Critics fear that under China’s national intelligence laws, which require Chinese companies to surrender data requested by state security agencies, Nuctech would be unable to resist calls from Beijing to hand over sensitive data about the cargo, people and devices that pass through its scanners. They say there is a risk Beijing could use Nuctech’s presence across Europe to gather big data about cross-border trade flows, pull information from local networks, like shipping manifests or passenger information, or sabotage trade flows in a conflict.
Airports in London, Amsterdam, Brussels, Athens, Florence, Pisa, Venice, Zurich, Geneva and more than a dozen across Spain have all signed deals for Nuctech equipment, procurement and government documents, and corporate announcements show.
Nuctech’s ownership structure is so complex that can be difficult for outsiders to understand the true lines of influence and accountability.

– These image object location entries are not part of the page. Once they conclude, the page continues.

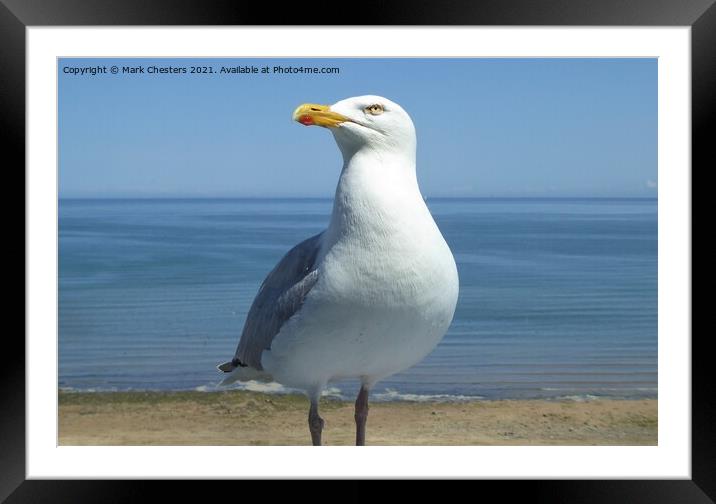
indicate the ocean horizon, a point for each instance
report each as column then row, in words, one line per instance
column 558, row 295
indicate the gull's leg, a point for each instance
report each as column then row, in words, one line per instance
column 315, row 422
column 361, row 415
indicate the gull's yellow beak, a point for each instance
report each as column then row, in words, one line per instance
column 310, row 114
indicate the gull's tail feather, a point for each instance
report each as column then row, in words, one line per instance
column 237, row 372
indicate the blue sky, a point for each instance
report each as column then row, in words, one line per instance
column 486, row 127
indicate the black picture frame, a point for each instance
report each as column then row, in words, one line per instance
column 16, row 15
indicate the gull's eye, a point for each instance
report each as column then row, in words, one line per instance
column 375, row 109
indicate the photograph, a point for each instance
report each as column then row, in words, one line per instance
column 357, row 251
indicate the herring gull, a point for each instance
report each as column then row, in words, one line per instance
column 372, row 294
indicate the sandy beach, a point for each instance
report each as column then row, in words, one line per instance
column 252, row 418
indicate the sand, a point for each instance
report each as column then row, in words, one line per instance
column 252, row 418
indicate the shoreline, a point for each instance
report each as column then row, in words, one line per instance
column 244, row 418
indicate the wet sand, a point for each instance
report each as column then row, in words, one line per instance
column 253, row 418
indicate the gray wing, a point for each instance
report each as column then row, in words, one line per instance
column 281, row 295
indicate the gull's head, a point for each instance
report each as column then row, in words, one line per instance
column 371, row 122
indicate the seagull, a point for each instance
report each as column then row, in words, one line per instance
column 371, row 295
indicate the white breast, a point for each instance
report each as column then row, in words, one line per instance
column 386, row 293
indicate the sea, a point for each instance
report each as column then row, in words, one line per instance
column 558, row 297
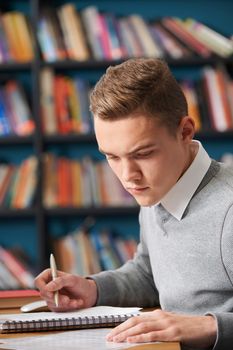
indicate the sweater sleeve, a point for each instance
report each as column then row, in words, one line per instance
column 130, row 285
column 224, row 320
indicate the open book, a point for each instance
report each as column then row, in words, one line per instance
column 98, row 316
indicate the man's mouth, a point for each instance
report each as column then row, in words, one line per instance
column 136, row 190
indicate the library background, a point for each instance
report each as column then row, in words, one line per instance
column 56, row 191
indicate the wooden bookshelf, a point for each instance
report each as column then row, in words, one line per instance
column 42, row 143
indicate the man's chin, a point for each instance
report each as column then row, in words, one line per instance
column 145, row 202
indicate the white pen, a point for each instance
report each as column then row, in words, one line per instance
column 54, row 275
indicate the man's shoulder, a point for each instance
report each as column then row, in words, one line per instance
column 225, row 176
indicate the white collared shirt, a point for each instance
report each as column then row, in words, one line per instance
column 177, row 199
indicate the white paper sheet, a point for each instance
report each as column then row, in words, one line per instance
column 93, row 311
column 85, row 339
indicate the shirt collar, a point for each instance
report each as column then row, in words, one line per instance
column 178, row 197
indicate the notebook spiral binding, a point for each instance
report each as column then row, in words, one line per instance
column 59, row 324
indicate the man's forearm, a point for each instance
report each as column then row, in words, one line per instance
column 129, row 285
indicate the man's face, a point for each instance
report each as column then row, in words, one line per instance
column 146, row 158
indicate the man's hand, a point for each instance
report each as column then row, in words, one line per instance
column 158, row 325
column 75, row 292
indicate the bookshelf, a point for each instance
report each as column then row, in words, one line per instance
column 34, row 225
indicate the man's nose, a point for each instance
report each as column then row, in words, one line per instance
column 130, row 171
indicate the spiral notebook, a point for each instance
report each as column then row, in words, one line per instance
column 95, row 317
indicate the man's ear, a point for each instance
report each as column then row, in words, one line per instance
column 187, row 129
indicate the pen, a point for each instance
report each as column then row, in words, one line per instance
column 54, row 275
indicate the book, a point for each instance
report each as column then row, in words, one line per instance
column 17, row 298
column 94, row 317
column 17, row 268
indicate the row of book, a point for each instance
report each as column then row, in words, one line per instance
column 15, row 113
column 14, row 271
column 84, row 253
column 67, row 32
column 18, row 183
column 210, row 100
column 81, row 183
column 64, row 104
column 16, row 40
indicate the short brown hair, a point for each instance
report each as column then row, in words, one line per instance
column 139, row 85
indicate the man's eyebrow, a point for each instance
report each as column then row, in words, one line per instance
column 137, row 149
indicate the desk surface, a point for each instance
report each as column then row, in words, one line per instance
column 160, row 346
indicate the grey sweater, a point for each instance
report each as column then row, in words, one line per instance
column 184, row 266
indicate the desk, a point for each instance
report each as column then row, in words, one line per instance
column 161, row 346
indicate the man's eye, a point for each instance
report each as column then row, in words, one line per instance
column 143, row 155
column 111, row 157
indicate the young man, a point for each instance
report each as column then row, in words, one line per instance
column 184, row 261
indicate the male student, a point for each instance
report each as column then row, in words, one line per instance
column 184, row 261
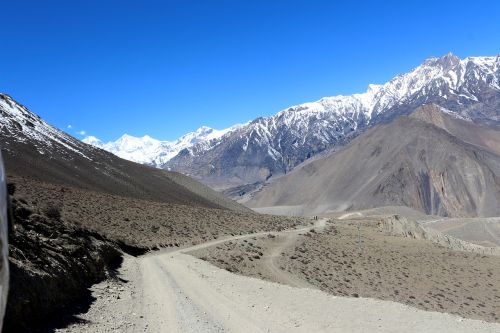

What is clear is that Nuctech, from its very origins, has been tied to Chinese government, academic and military interests.
Nuctech was founded as an offshoot of Tsinghua University, an elite public research university in Beijing. It grew with backing from the Chinese government and for years was run by the son of China’s former leader, Hu Jintao.
Datenna, a Dutch economic intelligence company focused on China, mapped the ownership structure of Nuctech and found a dozen major entities across four layers of shareholding, including four state-owned enterprises and three government entities.
Today the majority shareholder in Nuctech is Tongfang Co., which has a 71 percent stake. The largest shareholder in Tongfang, in turn, is the investment arm of the China National Nuclear Corp. (CNNC), a state-run energy and defense conglomerate controlled by China’s State Council. The U.S. Defense Department classifies CNNC as a Chinese military company because it shares advanced technologies and expertise with the People’s Liberation Army.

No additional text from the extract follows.